Investigation of Cell-Free DNA in Dogs with Hepatocellular Carcinoma

Principal Investigator: Jessica Hayward

Co-PI: Kelly Hume

Department of Biomedical Sciences
Sponsor: Cornell Richard P. Riney Canine Health Center Research Grants Program
Title: Investigation of Cell-Free DNA in Dogs with Hepatocellular Carcinoma
Project Amount: $24,261
Project Period: July 2022 to June 2023

DESCRIPTION (provided by applicant): 

Hepatocellular carcinoma (HCC) is the most common liver cancer seen in dogs. Surgical resection of the tumor is the standard treatment of care, but its use is limited by tumor location and morphological subtype. Although HCC is considered slow-growing, it is often not detected until the later stages of disease. Levels of the blood liver enzymes alanine aminotransferase (ALT) and alkaline phosphatase (ALP) provide an indication of liver damage, and alpha-fetoprotein (AFP) levels may be a result of liver cancer, but none of these are specific to a diagnosis of HCC.
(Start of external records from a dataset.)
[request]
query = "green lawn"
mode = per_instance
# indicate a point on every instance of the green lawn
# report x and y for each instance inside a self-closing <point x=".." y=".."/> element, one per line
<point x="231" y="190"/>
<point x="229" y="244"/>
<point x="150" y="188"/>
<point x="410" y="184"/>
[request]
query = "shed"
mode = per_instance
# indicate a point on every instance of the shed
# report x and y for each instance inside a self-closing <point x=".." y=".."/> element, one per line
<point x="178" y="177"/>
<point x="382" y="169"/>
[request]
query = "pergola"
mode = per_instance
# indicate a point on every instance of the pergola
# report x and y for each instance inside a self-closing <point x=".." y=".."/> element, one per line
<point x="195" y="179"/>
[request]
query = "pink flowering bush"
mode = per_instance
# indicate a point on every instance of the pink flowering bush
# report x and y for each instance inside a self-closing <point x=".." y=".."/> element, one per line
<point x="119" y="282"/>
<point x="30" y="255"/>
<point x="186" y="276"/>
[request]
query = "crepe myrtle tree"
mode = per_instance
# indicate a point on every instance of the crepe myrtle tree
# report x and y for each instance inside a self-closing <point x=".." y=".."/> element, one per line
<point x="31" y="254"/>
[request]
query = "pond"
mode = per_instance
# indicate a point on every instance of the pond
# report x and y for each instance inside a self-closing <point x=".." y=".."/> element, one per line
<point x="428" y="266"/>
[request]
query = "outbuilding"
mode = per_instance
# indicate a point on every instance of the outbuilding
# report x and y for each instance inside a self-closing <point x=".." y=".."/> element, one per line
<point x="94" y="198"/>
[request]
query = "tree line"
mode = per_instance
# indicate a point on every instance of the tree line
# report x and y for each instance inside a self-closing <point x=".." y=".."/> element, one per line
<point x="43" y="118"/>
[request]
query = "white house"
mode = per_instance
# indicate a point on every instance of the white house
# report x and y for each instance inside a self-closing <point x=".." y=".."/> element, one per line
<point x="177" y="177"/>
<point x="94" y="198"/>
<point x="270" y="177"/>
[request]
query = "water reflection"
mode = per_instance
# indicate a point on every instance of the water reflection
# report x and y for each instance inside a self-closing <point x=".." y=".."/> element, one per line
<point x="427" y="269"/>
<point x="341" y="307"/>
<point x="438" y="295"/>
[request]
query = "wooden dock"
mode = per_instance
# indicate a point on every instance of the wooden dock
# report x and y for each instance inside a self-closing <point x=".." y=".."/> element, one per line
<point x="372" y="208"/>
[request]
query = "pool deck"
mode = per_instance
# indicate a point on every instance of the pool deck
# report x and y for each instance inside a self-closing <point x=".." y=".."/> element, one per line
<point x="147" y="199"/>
Cell-free DNA (cfDNA) is short DNA fragments circulating in the blood that originate from cells undergoing apoptosis and necrosis. Cell-free DNA has been shown to be a promising biomarker for early detection and prognosis in cancers of humans and, more recently, of dogs. As far as we are aware, there has not been a longitudinal study of cell-free DNA in canine HCC patients.

The main aim of this proposed research is to investigate and characterize the cfDNA circulating in dogs with HCC over time. We have three specific objectives: 1) to compare the amount of circulating cfDNA with clinical manifestation for longitudinal samples from individual patients, 2) to perform whole-genome sequencing on paired tumor-normal samples from each individual to identify shared HCC-specific mutations, and 3) to perform whole-genome sequencing on cell-free DNA samples to determine if the shared mutations in aim 2 are present in the cell-free DNA. The broader long-term aim is to develop a non-invasive blood sampling technique for earlier detection of this cancer in dogs, therefore resulting in better outcomes and improved health for our canine companions.